December 23, 2025
Tuesday
I was going to follow up my love-laden wishes from yesterday with its apparent antithesis, the Airing of Grievances as prescribed for this day by Festivus, the festival for the rest of us. You probably know, without going to the link, what Festivus is, described by some as a parody, a form of secular antipathy to commercialized traditions that pervert the concept of the birth of Christ into a marketing tool, or even (brace yourself), a form of idiosyncratic ritual with social significance.
And oh my friends and oh my foes, are there grievances a-plenty this year! But I’m not about to go making a list and publishing it, because I found myself this afternoon, in a hair salon where there were at least twenty people waiting or checking out and the country music station was too loud and people were exclaiming over a 99-year-old woman with a black helmet of hair freshly colored and curled who was on her way next to the nail place next door, and they probably thought they were complimenting her but they weren’t they were infantilizing her and . . . see?
When I opened this device and began my setup for the typing and the distributing, my eye was caught by the random stories and whatnot that Google thinks I want to know something about.
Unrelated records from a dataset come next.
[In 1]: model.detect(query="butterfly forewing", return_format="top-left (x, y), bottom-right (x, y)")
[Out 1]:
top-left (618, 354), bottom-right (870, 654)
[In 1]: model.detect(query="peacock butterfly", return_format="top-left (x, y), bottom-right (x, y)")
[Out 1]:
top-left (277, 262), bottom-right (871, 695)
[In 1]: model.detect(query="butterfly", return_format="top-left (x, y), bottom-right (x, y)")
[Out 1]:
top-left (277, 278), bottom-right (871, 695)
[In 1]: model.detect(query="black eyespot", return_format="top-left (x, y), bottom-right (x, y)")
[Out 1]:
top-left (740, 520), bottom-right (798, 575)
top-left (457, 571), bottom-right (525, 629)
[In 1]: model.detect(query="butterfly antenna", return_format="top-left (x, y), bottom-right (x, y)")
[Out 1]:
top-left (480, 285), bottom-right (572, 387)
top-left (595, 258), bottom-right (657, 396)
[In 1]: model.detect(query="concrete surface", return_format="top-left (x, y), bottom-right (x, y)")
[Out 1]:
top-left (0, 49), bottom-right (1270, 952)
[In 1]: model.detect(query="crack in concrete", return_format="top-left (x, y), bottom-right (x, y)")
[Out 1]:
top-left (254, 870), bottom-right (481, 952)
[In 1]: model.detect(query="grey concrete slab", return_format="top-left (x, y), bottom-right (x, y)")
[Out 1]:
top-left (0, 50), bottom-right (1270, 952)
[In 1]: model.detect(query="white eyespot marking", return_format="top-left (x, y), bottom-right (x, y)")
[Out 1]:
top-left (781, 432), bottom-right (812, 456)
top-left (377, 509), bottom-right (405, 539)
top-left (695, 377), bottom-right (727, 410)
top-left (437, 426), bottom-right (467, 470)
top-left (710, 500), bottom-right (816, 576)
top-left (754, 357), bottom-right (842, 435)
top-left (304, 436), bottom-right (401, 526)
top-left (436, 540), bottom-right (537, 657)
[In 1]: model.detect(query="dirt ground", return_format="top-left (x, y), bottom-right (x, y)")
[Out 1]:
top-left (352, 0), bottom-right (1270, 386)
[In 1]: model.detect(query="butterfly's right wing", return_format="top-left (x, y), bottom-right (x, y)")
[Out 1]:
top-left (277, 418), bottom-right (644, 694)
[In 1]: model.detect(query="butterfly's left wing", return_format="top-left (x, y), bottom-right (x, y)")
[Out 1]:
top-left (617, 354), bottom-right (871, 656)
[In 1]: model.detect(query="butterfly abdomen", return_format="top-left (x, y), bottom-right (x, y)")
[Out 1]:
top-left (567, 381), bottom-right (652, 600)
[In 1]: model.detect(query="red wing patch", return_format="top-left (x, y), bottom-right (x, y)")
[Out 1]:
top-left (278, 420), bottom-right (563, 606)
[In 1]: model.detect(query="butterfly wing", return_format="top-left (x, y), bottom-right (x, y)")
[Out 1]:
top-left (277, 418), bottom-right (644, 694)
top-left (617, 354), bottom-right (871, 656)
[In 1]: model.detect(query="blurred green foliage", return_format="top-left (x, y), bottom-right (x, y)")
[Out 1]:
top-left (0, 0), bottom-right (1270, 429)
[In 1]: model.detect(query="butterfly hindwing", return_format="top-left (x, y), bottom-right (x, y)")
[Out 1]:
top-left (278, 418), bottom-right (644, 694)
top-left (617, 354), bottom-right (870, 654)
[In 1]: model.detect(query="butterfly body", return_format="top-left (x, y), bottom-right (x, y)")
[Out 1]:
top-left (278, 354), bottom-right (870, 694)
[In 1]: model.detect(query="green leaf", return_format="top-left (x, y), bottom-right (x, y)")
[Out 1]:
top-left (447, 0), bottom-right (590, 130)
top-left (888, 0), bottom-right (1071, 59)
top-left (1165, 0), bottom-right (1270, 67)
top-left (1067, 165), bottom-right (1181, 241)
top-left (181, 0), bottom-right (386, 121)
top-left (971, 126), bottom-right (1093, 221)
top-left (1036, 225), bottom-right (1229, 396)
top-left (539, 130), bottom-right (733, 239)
One of them was about Thorlak Thorhallsson, the patron saint of Iceland, who died (it is said) on this day in 1193. The name made me smile (I could style myself as Maggy Ludvigsdotter), and the list of his attributes is in line with the typical hagiography I grew up with in the immigrant Catholic culture of the 1950s. He rose from a family of impoverished farmers to become a priest at 18, then a bishop, then the founder of an Augustinian monastery, the same rule that the present Pope, Leo XIV, follows. He is regarded as the patron saint of Iceland, the Catholics of Scandinavia, fishermen, and autistic people.
So, henceforth, I will not be observing Festivus anymore. Instead, I will honor St. Thorlak Thorhallsson, and observe Tollaksmessa, the last day of preparation before Christmas. Go have some plokkfiscur (cod and haddock mashed with potatoes) or maybe some klenät (angel wings).